= Rufino family =

Philippine business and political family

The Rufino family are a prominent family of business owners, innovators, and philanthropists in the Philippines. Prominent members of the family include former Forbes richest Filipina, media powerhouse Marixi Rufino-Prieto of the Philippine Daily Inquirer, celebrity socialite Tessa Prieto-Valdes, real estate magnate Carlos "Charlie" Rufino, artist Maria Victoria "Marivic or Mav" Rufino, CNN Philippines Sports announcer Jinno Rufino, businessman Ernesto Rufino, and Forbes richest Filipino and chairman of family business First Philippine Holdings Corporation Federico "Piki" Rufino Lopez. Moreover, former Ambassador Bienvenido Rufino Tantoco Sr. founded the Rustan's Group, which controls all of the Starbucks stores in the country, and SSI Group, which owns a portfolio of over 100 brands, including Hermès and Cartier. In addition, the portrait of royal Julieta Rufino is displayed in the permanent collection of The National Museum. The country's most renowned artist, Fernando Amorsolo, created her oil painting. The Rufinos were among the individuals/families listed in Forbes magazine's list of the Philippines' richest people in 2007.

The Rufino family owned the original movie and opera houses in Old Manila with exclusive partnerships with Warner Brothers and other major Hollywood studios and later diversified into other industries. They founded several of the first banks in the Philippines, including Security Bank, which today is one of the largest banks in the country in terms of assets.

Most of the family's current business interests are represented in the Rufino Group of Companies, which includes the Rufino Pacific Tower, Sunvar, Corinthian Properties, The NEO Group, including the JPMorgan Chase Tower and Google head office in Bonifacio Global City and variety of diverse investments and land holdings around the Metro Manila region.

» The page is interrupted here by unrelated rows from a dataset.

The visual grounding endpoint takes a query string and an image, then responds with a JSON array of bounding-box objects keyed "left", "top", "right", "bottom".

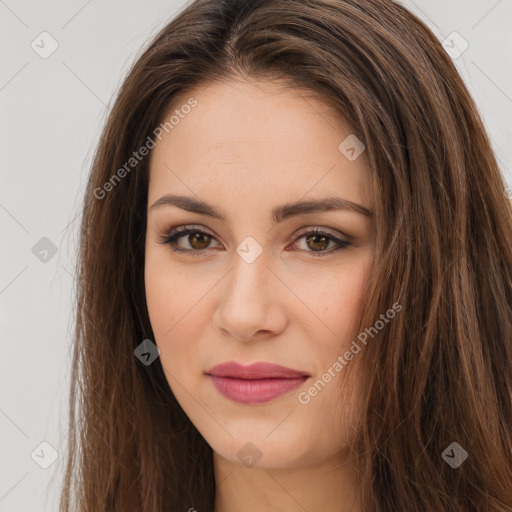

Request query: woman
[{"left": 61, "top": 0, "right": 512, "bottom": 512}]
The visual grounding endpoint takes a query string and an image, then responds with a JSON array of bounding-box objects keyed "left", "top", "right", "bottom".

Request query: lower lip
[{"left": 210, "top": 375, "right": 308, "bottom": 404}]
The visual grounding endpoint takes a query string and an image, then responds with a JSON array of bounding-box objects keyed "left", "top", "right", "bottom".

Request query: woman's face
[{"left": 145, "top": 81, "right": 374, "bottom": 468}]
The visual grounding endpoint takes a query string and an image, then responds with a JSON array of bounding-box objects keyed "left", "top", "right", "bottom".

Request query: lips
[{"left": 207, "top": 361, "right": 310, "bottom": 404}]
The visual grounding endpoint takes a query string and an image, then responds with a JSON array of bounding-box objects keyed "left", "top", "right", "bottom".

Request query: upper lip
[{"left": 206, "top": 361, "right": 309, "bottom": 380}]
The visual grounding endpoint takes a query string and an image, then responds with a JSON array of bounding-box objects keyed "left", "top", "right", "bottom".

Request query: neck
[{"left": 213, "top": 452, "right": 361, "bottom": 512}]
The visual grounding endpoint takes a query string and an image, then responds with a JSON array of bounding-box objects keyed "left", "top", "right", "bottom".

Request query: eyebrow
[{"left": 150, "top": 194, "right": 373, "bottom": 223}]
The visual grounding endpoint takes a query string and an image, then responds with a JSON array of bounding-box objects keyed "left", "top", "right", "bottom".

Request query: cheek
[{"left": 295, "top": 255, "right": 373, "bottom": 346}]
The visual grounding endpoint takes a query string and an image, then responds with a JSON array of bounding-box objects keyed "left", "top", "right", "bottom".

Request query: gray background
[{"left": 0, "top": 0, "right": 512, "bottom": 512}]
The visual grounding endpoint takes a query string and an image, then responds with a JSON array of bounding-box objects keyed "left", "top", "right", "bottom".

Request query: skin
[{"left": 145, "top": 80, "right": 374, "bottom": 512}]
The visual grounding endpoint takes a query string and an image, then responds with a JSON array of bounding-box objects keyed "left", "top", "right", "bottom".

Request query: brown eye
[
  {"left": 306, "top": 235, "right": 330, "bottom": 251},
  {"left": 188, "top": 231, "right": 212, "bottom": 250},
  {"left": 160, "top": 227, "right": 219, "bottom": 255},
  {"left": 294, "top": 228, "right": 351, "bottom": 257}
]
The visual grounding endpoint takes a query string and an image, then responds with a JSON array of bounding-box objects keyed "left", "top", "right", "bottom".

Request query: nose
[{"left": 213, "top": 249, "right": 287, "bottom": 341}]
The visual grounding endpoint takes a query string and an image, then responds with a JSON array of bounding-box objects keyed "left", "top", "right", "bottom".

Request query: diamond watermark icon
[
  {"left": 441, "top": 441, "right": 468, "bottom": 469},
  {"left": 30, "top": 441, "right": 59, "bottom": 469},
  {"left": 133, "top": 339, "right": 160, "bottom": 366},
  {"left": 32, "top": 236, "right": 57, "bottom": 263},
  {"left": 442, "top": 32, "right": 469, "bottom": 59},
  {"left": 30, "top": 32, "right": 59, "bottom": 59},
  {"left": 236, "top": 236, "right": 263, "bottom": 263},
  {"left": 236, "top": 443, "right": 263, "bottom": 468},
  {"left": 338, "top": 133, "right": 366, "bottom": 162}
]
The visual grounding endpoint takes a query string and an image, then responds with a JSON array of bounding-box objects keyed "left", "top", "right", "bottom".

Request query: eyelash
[{"left": 158, "top": 226, "right": 351, "bottom": 258}]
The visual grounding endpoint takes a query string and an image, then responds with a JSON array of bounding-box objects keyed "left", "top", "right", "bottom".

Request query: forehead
[{"left": 149, "top": 77, "right": 368, "bottom": 208}]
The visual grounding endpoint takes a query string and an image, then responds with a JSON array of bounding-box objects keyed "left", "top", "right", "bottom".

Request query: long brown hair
[{"left": 60, "top": 0, "right": 512, "bottom": 512}]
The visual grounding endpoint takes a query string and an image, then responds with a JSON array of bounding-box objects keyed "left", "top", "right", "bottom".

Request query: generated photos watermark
[
  {"left": 297, "top": 302, "right": 402, "bottom": 405},
  {"left": 93, "top": 97, "right": 198, "bottom": 199}
]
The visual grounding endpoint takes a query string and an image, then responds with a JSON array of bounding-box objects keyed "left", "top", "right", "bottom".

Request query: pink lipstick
[{"left": 207, "top": 361, "right": 310, "bottom": 404}]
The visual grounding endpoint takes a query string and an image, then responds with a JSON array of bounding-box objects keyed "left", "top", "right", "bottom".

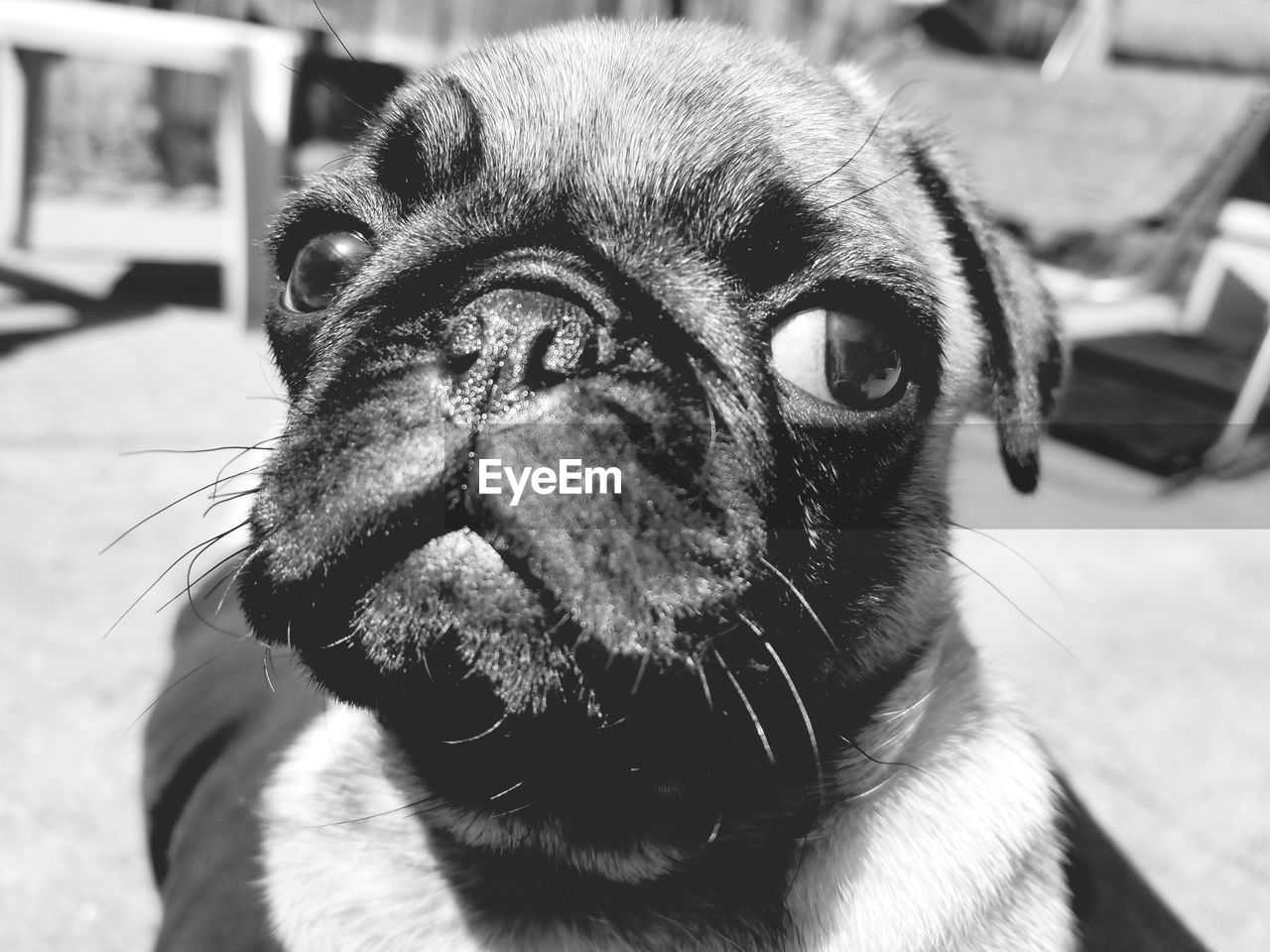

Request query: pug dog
[{"left": 146, "top": 16, "right": 1198, "bottom": 952}]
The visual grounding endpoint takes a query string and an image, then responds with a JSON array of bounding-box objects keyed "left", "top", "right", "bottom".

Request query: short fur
[{"left": 144, "top": 23, "right": 1204, "bottom": 952}]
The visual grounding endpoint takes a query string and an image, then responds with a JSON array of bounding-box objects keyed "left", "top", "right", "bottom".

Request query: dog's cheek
[{"left": 264, "top": 305, "right": 321, "bottom": 398}]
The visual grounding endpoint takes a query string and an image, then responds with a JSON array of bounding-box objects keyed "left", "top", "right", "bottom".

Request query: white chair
[{"left": 0, "top": 0, "right": 303, "bottom": 322}]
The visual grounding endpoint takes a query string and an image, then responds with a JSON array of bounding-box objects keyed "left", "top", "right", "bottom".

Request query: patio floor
[{"left": 0, "top": 261, "right": 1270, "bottom": 952}]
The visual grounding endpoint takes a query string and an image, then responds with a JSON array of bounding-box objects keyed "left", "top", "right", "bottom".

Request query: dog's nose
[{"left": 445, "top": 289, "right": 597, "bottom": 399}]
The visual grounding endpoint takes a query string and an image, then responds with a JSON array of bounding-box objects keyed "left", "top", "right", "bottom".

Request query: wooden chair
[{"left": 0, "top": 0, "right": 303, "bottom": 322}]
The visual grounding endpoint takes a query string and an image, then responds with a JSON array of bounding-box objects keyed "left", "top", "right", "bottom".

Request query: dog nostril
[
  {"left": 543, "top": 321, "right": 588, "bottom": 375},
  {"left": 444, "top": 313, "right": 484, "bottom": 376},
  {"left": 526, "top": 314, "right": 594, "bottom": 386}
]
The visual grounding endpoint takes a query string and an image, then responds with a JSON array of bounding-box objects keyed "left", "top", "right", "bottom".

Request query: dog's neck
[{"left": 264, "top": 623, "right": 1061, "bottom": 952}]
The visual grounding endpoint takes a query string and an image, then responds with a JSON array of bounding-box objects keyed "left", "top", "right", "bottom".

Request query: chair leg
[
  {"left": 1204, "top": 317, "right": 1270, "bottom": 468},
  {"left": 0, "top": 44, "right": 40, "bottom": 248}
]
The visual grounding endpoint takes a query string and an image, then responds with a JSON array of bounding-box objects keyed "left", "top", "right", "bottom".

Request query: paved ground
[{"left": 0, "top": 293, "right": 1270, "bottom": 952}]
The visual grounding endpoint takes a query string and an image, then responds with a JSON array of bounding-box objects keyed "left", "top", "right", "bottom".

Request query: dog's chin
[{"left": 244, "top": 530, "right": 776, "bottom": 881}]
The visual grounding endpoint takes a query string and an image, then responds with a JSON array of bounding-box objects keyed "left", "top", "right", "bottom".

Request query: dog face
[{"left": 240, "top": 24, "right": 1060, "bottom": 876}]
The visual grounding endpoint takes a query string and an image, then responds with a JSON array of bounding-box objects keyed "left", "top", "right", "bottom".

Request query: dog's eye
[
  {"left": 772, "top": 307, "right": 908, "bottom": 410},
  {"left": 283, "top": 231, "right": 371, "bottom": 311}
]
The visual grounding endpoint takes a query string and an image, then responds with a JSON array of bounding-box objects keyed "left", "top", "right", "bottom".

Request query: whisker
[
  {"left": 203, "top": 486, "right": 260, "bottom": 518},
  {"left": 799, "top": 78, "right": 930, "bottom": 197},
  {"left": 706, "top": 813, "right": 722, "bottom": 847},
  {"left": 940, "top": 548, "right": 1079, "bottom": 661},
  {"left": 101, "top": 520, "right": 246, "bottom": 641},
  {"left": 713, "top": 652, "right": 776, "bottom": 767},
  {"left": 119, "top": 436, "right": 278, "bottom": 456},
  {"left": 98, "top": 466, "right": 260, "bottom": 561},
  {"left": 838, "top": 734, "right": 926, "bottom": 774},
  {"left": 318, "top": 793, "right": 435, "bottom": 830},
  {"left": 155, "top": 539, "right": 251, "bottom": 627},
  {"left": 758, "top": 554, "right": 842, "bottom": 657},
  {"left": 123, "top": 635, "right": 259, "bottom": 735},
  {"left": 631, "top": 652, "right": 653, "bottom": 697},
  {"left": 696, "top": 660, "right": 713, "bottom": 711},
  {"left": 949, "top": 520, "right": 1071, "bottom": 608},
  {"left": 489, "top": 780, "right": 525, "bottom": 803},
  {"left": 763, "top": 641, "right": 821, "bottom": 774},
  {"left": 825, "top": 169, "right": 908, "bottom": 210},
  {"left": 314, "top": 0, "right": 357, "bottom": 62},
  {"left": 441, "top": 711, "right": 508, "bottom": 744}
]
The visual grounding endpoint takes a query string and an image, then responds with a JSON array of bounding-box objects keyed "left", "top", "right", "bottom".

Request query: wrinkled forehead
[{"left": 360, "top": 26, "right": 894, "bottom": 223}]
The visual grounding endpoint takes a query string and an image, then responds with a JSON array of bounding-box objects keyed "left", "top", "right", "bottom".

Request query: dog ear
[{"left": 906, "top": 133, "right": 1065, "bottom": 493}]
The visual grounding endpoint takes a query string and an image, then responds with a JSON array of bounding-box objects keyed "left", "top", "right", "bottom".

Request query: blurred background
[{"left": 0, "top": 0, "right": 1270, "bottom": 952}]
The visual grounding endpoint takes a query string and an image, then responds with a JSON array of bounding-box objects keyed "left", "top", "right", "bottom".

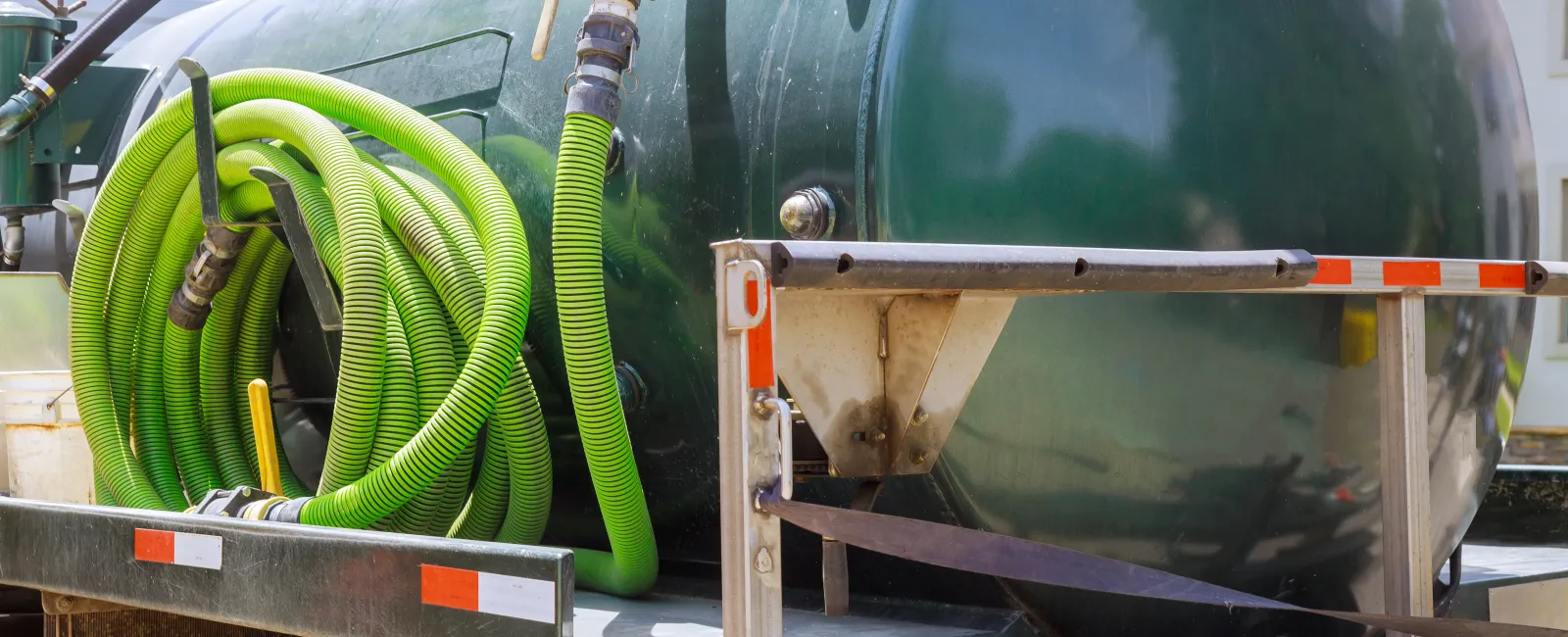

The Rufino family developed and own the majority of skyscrapers in the central business district, where the Google office is located. The Rufino Pacific Tower glass high rise is the tallest steel framed skyscraper in the Philippines which is located on Ayala Avenue and V. A. Rufino Street, named in honor of the Rufino family.

Recently, the family launched the seven-story all-glass Rufino Campus at De La Salle University, a top university in the Philippines.